CData data virtualization
CData focuses on relational access to SaaS, NoSQL, and API data sources via virtual tables using SQL and standard connectors.
How does data virtualization differ from an ETL data warehouse?
| Data Virtualization | ETL Data Warehouse | |
|---|---|---|
| Data movement | No data movement or replication | Replicates data into warehouse repository |
| Latency | Real-time access | Batch updates on periodic schedule |
| Data stores | Unified virtual access across sources | Single repository store |
| Workloads | Analytics and operational apps | Analytics-focused |
| Agility | Flexible to change | Rigid, requires re-engineering |
| Costs | Reduces infrastructure costs | Expensive to scale |
Data virtualization complements data warehousing in a modern data architecture by offloading operational workloads and providing unified data services.

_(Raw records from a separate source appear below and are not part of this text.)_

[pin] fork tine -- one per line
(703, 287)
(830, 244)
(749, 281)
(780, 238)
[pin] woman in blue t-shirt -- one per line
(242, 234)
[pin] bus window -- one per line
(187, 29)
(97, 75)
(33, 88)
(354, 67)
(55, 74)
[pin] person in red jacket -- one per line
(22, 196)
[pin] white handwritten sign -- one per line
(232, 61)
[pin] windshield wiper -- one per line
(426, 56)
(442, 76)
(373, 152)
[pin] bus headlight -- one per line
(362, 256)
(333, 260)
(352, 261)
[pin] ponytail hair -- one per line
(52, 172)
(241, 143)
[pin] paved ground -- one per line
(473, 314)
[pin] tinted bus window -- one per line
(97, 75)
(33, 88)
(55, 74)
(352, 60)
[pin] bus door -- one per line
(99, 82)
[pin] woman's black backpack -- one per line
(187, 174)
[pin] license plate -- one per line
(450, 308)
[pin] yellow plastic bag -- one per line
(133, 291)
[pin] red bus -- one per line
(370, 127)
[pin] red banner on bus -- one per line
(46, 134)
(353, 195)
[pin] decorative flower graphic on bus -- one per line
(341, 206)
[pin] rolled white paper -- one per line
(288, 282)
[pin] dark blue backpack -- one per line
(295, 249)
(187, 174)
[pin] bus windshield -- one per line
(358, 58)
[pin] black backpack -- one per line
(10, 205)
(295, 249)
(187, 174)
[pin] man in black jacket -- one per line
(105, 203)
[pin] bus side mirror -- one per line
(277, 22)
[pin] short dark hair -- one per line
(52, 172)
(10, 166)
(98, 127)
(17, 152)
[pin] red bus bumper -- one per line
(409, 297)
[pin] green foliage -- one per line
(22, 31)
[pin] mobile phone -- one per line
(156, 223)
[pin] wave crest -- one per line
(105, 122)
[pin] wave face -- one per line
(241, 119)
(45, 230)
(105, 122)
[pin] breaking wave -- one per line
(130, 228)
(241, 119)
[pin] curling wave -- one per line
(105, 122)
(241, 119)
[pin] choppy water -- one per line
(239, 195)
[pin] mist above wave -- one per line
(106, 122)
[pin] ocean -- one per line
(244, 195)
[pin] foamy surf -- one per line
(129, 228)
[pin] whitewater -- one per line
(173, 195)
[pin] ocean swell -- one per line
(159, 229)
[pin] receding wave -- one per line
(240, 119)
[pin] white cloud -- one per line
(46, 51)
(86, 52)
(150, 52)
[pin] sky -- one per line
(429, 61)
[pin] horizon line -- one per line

What are some key challenges with implementing data virtualization?
Some potential challenges to address with data virtualization include:
Performance tuning
Achieving optimal query performance across a variety data sources with differing latencies requires careful optimization and caching.
Data consistency
Ensuring data points stay in sync across sources and loads requires proper transaction handling.
User training
Accustomed to traditional ETL workflows, users may require guidance on effectively querying virtualized data.
Security controls
Granular access policies must be implemented to prevent unauthorized usage while providing access needed for analytics.
Change management
Transitioning from ingrained data warehousing practices takes thoughtful change management.
Cost optimization
Balancing performance vs infrastructure costs takes planning as data needs grow.
How can data virtualization risks be mitigated?
Proper planning and governance helps mitigate key risks with data virtualization projects:
- Start with focused use cases – Implement virtualization incrementally for specific high-value workflows before expanding scope.
- Pilot with non-critical data – Test capabilities using lower sensitivity data to evaluate performance.
- Scale carefully – Monitor workloads closely and expand platform resources gradually to manage costs.
- Implement access controls – Leverage granular role-based access policies to prevent data abuse.
- Mask sensitive fields – Use data masking techniques for fields like credit card or social security numbers.
- Communicate SLAs – Set user expectations for system availability and performance.
- Create data stewards – Clearly define responsibilities for curating virtual data models.
Conclusion
Data virtualization delivers significant business value by providing unified real-time data services across disparate sources. The approach increases agility, reduces costs, and improves analytics compared to traditional data integration techniques. Leading solutions like Denodo enable robust enterprise implementations. However, proper testing, security controls, and governance must be implemented to mitigate risks. With the right strategy and platform, data virtualization provides organizations with vital technologies to unlock the value of information.